Some of us were talking about passion the other day.  We all want to feel passionate about something. We want to care, deeply, and be energized and engaged and excited.

And yet we all have run into passion that has gotten in the way, has caused its owner to lose perspective, has numbed prudence, has been fanned into flames of anger or destruction.

Can one care too deeply for something?   Does the passion that expresses itself via the red face, the shouting or cutting remark really stand in for something else?  Shame? Insecurity? Fear? A heart too sizes to small (to quote Dr. Seuss)? Control issues?

There have been times when I felt passionately about something and somewhere in the middle of my fifth paragraph in conversation about that something with someone else, I suddenly began to have an out-of-body experience.  I suddenly heard myself and thought, this person surely thinks I'm crazy. Or childish. Or just wrong.  I need to shut up.  I can see their eyes glazing over or their lips pursing.
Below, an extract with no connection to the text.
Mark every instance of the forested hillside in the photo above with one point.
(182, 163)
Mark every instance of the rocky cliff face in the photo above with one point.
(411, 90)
But of course I go on to paragraph six because my passion is driving me and maybe I'm not feeling heard.

But then I go off and have a good talk with myself about toning it down, about not caring so much, about just getting on with things without the roller coaster of emotions that comes along with passion.

And then I try to become careful, and measured, to be more even-keeled and philosophical. I tamp down my feelings.  And then I don't take risks; and then I become dull and boring; and then I become less me instead of fully me.

The thing is, there have been times in my past when I let my passions rule me, and the results were not so good. I got myself in trouble or ended up somewhere I didn't mean to be and didn't know what to do about it.  I wondered what a nice girl like me was doing in a place like this.  I admit that there are still times when I'm just afraid of passion.  I'm afraid of being out of control; I'm afraid of being swept away; I'm afraid of looking stupid or getting myself in trouble.

Perhaps that's how Jesus ended up on a cross, because of his passion.  Come to think of it, that's what they call it - his passion.  We read the Passion Narrative twice during Holy Week and we see what happens when things get out of control.

And yet.... And yet God so loved the world.  That's God's passion.  For us.  Out of God's exuberance the stars and frogs and strawberries and the mountains and wild oceans and we were created.  Unbridled passion, that.

We enjoy God's passion for us, I preach it all the time, but we don't really want to end up like Jesus. We don't want to have that kind of passion if it ends up with that kind of result.  I know I don't.  I want some kind of safe passion, but the truth is, I don't think such a thing exists.







Comments

Ray Barnes said…
I think you're right about fearing that being passionate about something or someone means losing control, but I also think that sometimes we need to let go of the reins and just let passion take us to the extreme heights.
If we always play safe, we are surely not really living our lives.
Obviously wild enthusiasm for any cause or belief or person needs to be tempered with a degree of common sense, but sometimes it is good not to be looking over your shoulder and just to 'go with the flow'.
I think, as you do, that there is no such thing as 'safe' passion.
Thanks, Ray. I find that it depends on the subject as to whether I can let go the reins. Sometimes it's easy, and other times it seems impossible.